When we left off last season, the Eastern Seaboard was gripped by a gang war with many casualties. In the first new episode, a lonely Nucky Thompson (Steve Buscemi) puts an end to the war and, with it, the engine of the show’s story. Season 4 starts slowly, jumping from Chicago to Philadelphia to Atlantic City, N.J., to New York to Florida for bouts of unrelated drinking and death. Boardwalk has never been quite this bleak or meandering.

Jeffrey Wright plays Dr. Valentin Narcisse, this season’s guest star and, presumably, eventual threat to Nucky. Dr. Narcisse—he insists that everyone include the Dr.—is a powerful figure in Harlem who noses in on the new night-club owned by Nucky and Chalky White (Michael K. Williams). Dr. Narcisse, a light-skinned, highly educated, soft-spoken black man from the islands with well-formed, proto-black-power politics, does not get along with Chalky White, a dark-skinned, illiterate, self-made man from Texas. Dr. Narcisse watches Chalky working the floor of his club and tells him he’s like a “servant pretending to be king.” It’s a potentially meaty dynamic that escalates when Dr. Narcisse poaches Chalky’s right-hand man with promises of turning him into a rich heroin dealer. (Whenever the Boardwalk writers want to explore a heady theme, racial or otherwise, they always trick it out with sensationalism.)
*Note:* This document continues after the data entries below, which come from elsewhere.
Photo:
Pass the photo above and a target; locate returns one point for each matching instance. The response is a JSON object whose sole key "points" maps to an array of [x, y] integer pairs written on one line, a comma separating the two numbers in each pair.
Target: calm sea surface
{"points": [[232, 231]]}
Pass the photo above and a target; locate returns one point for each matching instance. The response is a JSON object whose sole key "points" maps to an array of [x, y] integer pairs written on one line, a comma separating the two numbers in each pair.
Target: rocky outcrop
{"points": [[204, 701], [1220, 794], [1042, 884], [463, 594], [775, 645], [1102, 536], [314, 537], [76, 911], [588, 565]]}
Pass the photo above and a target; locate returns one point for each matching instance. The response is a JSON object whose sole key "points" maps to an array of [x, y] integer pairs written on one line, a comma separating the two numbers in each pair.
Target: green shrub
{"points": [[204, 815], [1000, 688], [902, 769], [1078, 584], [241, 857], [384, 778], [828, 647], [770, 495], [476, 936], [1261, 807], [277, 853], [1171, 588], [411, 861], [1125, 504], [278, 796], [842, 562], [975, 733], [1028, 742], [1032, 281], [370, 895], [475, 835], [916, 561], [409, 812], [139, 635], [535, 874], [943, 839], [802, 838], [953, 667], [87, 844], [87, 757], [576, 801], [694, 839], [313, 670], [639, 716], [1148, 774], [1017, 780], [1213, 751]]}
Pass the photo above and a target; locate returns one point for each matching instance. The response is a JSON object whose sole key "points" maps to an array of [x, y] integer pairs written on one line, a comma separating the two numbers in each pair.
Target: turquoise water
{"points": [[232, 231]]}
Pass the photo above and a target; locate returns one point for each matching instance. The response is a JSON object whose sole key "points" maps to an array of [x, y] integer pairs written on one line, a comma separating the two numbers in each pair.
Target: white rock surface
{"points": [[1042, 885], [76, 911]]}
Nucky’s former wife, Margaret Schroeder (Kelly Macdonald), is still in the credits, but she’s MIA, having fled with her children at the end of last season. As one of the few characters who was not a cold-blooded murderer, she’s sorely missed, especially since every other nonprofessional killer on the show is engaging in their worst, most depressing behavior. Gretchen Mol’s Gillian Darmody is now a drug addict. Michael Shannon’s George Mueller, formerly the deranged but extremely law-abiding Agent Van Alden, is caught up with the Capone gang. Nucky’s sweet-faced nephew, a freshman at Temple, quickly shows himself to have a gangster’s instinct for self-preservation. Richard (Jack Huston), the man with the mask, is still acting as a hit man when the season begins. After mercilessly killing many people for money, he realizes he’s lost his way when he is unable to put down his childhood dog. A father sobbing for his life does not move Richard, but an old, dying dog does. If this is his moral dimension, I don’t want to know about his immoral one.

Boardwalk Empire was created by Terence Winter, who came up as writer on The Sopranos, a lineage that gets more confounding with each season of Boardwalk. The Sopranos’s David Chase was keenly attuned to the foolish, stubborn, soft-hearted, even ethically reprehensible ways that audiences thrill to violence. Viewers may have hoped that Tony Soprano wasn’t quite Tony Soprano, no matter how many horrible things he did. Chase knew better. Winter does not seem to. On Boardwalk, the violence is the thrill. If some of the characters are unhinged sociopaths, they only serve to make the hinged sociopaths gleam by comparison. A man like Nucky Thompson, with his impeccable suit and calm, reasonable manner, only murders and manipulates people when it is in his very best interest. He’s a model crime boss. Boardwalk Empire keeps mistaking him for some kind of hero.